= Wohlwill process =

Industrial procedure used to refine gold

The Wohlwill process is an industrial-scale chemical procedure used to refine gold to the highest degree of purity (99.999%). The process was invented in 1874 by Emil Wohlwill. This electrochemical process involves using a cast gold ingot, often called a doré bar, of 95%+ gold to serve as an anode. Lower percentages of gold in the anode will interfere with the reaction, especially when the contaminating metal is silver or one of the platinum group elements. The cathodes for this reaction are small sheets of pure (24k) gold sheeting or stainless steel. Current is applied to the system, and electricity travels through the electrolyte of chloroauric acid.
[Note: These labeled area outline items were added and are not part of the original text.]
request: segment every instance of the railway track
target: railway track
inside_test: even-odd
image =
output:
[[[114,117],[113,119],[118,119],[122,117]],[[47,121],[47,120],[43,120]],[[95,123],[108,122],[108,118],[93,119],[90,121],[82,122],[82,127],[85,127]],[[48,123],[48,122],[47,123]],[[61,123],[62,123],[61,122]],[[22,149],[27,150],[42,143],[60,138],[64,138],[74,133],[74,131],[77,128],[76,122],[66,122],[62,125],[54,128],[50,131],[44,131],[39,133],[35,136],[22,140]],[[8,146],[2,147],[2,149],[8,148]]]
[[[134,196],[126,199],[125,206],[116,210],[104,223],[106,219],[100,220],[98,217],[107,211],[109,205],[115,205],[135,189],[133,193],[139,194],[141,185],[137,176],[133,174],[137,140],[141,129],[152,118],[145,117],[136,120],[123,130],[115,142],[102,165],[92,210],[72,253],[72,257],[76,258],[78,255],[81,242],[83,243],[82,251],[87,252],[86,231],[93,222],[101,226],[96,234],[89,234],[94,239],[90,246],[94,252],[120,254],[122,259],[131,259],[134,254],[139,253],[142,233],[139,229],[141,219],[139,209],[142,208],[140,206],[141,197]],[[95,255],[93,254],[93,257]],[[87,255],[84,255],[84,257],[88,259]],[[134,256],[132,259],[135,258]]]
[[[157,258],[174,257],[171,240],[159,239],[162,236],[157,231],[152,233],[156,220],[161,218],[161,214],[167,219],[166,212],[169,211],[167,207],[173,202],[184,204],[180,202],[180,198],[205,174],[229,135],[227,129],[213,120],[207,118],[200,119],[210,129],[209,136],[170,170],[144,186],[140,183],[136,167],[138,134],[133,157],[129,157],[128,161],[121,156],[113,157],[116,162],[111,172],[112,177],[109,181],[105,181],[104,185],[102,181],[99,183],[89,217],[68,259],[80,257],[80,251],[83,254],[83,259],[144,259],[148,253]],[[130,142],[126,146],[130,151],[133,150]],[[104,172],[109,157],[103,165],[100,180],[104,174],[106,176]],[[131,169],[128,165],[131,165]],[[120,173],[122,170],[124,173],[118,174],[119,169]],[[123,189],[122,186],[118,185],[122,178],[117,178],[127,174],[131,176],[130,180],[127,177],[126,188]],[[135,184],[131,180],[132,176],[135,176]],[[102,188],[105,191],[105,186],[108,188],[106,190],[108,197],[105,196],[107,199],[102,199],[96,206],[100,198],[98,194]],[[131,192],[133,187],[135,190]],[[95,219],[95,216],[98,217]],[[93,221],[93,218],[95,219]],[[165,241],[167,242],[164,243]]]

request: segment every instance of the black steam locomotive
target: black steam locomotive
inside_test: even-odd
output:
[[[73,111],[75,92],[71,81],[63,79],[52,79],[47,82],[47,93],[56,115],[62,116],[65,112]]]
Gold and other metals are dissolved at the anode, and pure gold (coming through the chloroauric acid by ion transfer) is preferably plated onto the gold cathode while other metals remain in the solution. When the anode is dissolved, the cathode is removed and melted or otherwise processed in the manner required for sale or use. The resulting gold is 99.999% pure, and of higher purity than gold produced by the other common refining method, the Miller process, which produces gold of 99.5% purity.

For industrial gold production the Wohlwill process is necessary for highest purity gold applications. When lower purity gold is required, refiners often utilize the Miller process for its relative ease and quicker turnaround times and because it does not require a large inventory of gold, in the form of chloroauric acid.